Jacques Bonati (ancien juriste de la Confédération Paysanne) a conclu cette première partie. Après avoir rappelé les origines et l’évolution de la PAC à travers les réformes successibles, il aborde la question du poids de la FNSEA, syndicat majoritaire incontournable qui, par son soutien au maintien des aides à l’hectare (premier pilier) agit au détriment du deuxième pilier qui permet notamment d’accompagner la transition vers une agriculture plus respectueuse de l’environnement. Au sujet de la prochaine réforme, Jacques Bonati alerte sur l’enjeu de la protection des paysans face aux aléas naturels qui vont augmenter du fait du dérèglement climatique. Il prévient : “attention que la PAC ne soit pas utilisée à l’avenir pour financer des assurances privées au lieu d’aider la résilience des fermes”.
Autosuffisance et soutien à l’agriculture paysanne et biologique
Après ces exposés introductifs, le public a été amené à échanger en petits groupes pour faire remonter une quinzaine de questions aux candidats sur leur position vis-à-vis d’une réforme de la PAC.

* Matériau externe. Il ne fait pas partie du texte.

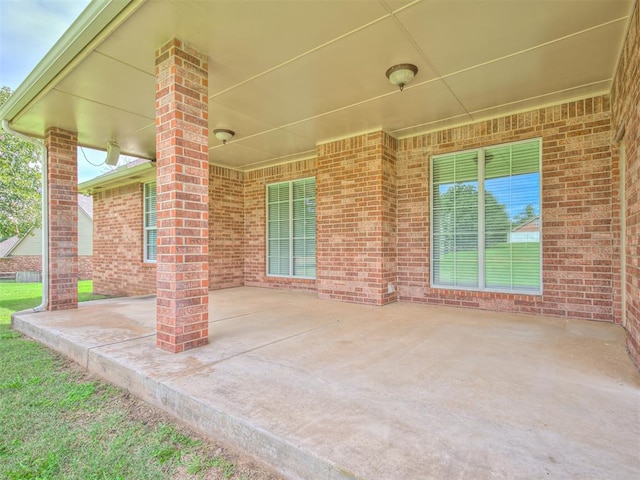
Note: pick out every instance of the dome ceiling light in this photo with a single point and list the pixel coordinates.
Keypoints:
(401, 74)
(224, 135)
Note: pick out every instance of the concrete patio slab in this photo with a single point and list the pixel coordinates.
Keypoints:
(328, 390)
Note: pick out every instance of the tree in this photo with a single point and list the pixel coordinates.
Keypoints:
(20, 183)
(527, 214)
(456, 219)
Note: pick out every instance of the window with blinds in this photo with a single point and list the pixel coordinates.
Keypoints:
(291, 228)
(485, 219)
(149, 220)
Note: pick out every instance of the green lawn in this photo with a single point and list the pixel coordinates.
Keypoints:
(59, 422)
(508, 265)
(21, 296)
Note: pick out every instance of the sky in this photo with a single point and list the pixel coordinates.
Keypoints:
(28, 30)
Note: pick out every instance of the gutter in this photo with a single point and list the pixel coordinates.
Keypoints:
(45, 212)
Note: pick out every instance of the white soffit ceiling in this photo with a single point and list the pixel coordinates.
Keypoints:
(287, 76)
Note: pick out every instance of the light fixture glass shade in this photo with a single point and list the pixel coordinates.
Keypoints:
(400, 75)
(224, 135)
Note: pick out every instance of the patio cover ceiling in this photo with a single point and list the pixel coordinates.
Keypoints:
(287, 76)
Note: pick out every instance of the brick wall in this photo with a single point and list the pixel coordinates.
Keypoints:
(62, 201)
(226, 228)
(119, 268)
(182, 171)
(255, 223)
(577, 210)
(625, 96)
(356, 206)
(33, 263)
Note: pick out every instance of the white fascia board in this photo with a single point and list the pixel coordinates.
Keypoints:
(141, 173)
(95, 20)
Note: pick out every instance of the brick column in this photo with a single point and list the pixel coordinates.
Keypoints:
(183, 197)
(356, 219)
(62, 181)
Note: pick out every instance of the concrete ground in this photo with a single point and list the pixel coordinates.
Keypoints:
(328, 390)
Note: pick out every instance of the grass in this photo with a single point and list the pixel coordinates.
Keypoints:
(58, 422)
(509, 265)
(21, 296)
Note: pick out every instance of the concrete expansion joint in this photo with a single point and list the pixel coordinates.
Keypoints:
(259, 347)
(243, 315)
(120, 341)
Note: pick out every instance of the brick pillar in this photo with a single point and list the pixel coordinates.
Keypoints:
(356, 219)
(183, 197)
(62, 181)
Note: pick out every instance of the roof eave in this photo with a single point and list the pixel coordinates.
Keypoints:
(92, 23)
(140, 173)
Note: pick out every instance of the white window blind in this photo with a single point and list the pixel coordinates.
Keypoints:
(485, 225)
(291, 228)
(149, 221)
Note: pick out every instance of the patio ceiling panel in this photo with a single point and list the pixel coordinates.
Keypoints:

Véronique Vinet (EELV) affirme l’ambition de sa liste sur le sujet “promouvoir le modèle de l’agriculture paysanne”, ce qui nécessite d’ “encourager les agriculteurs à continuer leurs professions et les jeunes à prendre la relève”, de leur permettre de “vivre décemment de leur travail” et de “rendre accessible plus de terres pour les jeunes”. Concrètement, elle souhaite “conforter le 2ème pilier de la PAC et notamment les aides pour l’installation et la transitions en bio”. Par ailleurs elle plaide pour “diminuer les aides aux grands industriels, et à partir de 2025 ne subventionner que le bio”, tout en plafonnant les aides pour éviter les effets d’aubaine. Enfin elle propose la création d’aides au revenu pour les agriculteurs les plus précaires, et agir sur le salaire de tous les agriculteurs.

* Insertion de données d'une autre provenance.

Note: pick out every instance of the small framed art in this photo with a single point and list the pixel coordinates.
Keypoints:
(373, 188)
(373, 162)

Pierre-Louis Vernhes (Urgence Écologie) porte un discours plus radical. Considérant qu’il faut mettre “fin à la politique des petits pas” il vise le “zéro subvention pour l’agriculture industrielle d’ici 2021″ et souhaite réorienter l’intégralité des aides en faveur du bio. Son ambition : “une Europe autosuffisante en bio en 10 ans”, appuyée par le rapport TYFA (Ten years for agroecology)1. Il a conclu en appelant à faire “attention à la concurrence que les agrocarburants font à l’agriculture nourricière”.

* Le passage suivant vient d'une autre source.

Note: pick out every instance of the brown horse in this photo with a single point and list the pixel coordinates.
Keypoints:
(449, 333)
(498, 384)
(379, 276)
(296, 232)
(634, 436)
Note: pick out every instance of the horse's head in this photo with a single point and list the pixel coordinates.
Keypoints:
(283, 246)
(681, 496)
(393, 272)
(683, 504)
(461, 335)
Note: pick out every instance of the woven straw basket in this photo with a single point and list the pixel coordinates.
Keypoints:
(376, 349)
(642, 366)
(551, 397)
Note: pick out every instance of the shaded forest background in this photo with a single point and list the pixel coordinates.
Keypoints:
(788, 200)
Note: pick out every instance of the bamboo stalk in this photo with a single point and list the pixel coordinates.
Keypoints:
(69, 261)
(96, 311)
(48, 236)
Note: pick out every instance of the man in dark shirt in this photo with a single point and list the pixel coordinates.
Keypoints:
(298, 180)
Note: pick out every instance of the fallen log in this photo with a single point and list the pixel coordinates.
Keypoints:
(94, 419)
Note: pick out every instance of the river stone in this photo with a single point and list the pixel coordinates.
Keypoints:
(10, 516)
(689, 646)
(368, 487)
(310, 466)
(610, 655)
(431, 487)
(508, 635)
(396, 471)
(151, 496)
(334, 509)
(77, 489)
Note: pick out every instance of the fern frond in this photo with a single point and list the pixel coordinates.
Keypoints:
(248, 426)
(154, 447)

Marie Sauts (Génération.s) a appelé à “lutter pour l’autosuffisance locale partielle” ce qui passe notamment par “moins d’importation et d’élevage”. Pour le maraîchage, son ambition est de “favoriser les petites exploitations optimisées respectant l’environnement et les produits et permettant la conservation des sols”. Enfin, elle a conclu sur la nécessité de l’engagement citoyen, notamment pour “monter des groupes de pressions, des labels de qualité et d’encourager les circuits-court”.
Carole Mare (France Insoumise), a conclu le tour de table en appelant à “enclencher la révolution agricole qui permettra de se passer de l’élevage industriel, de produire 100% bio en luttant contre l’industrie agro-alimentaire et la FNSEA”.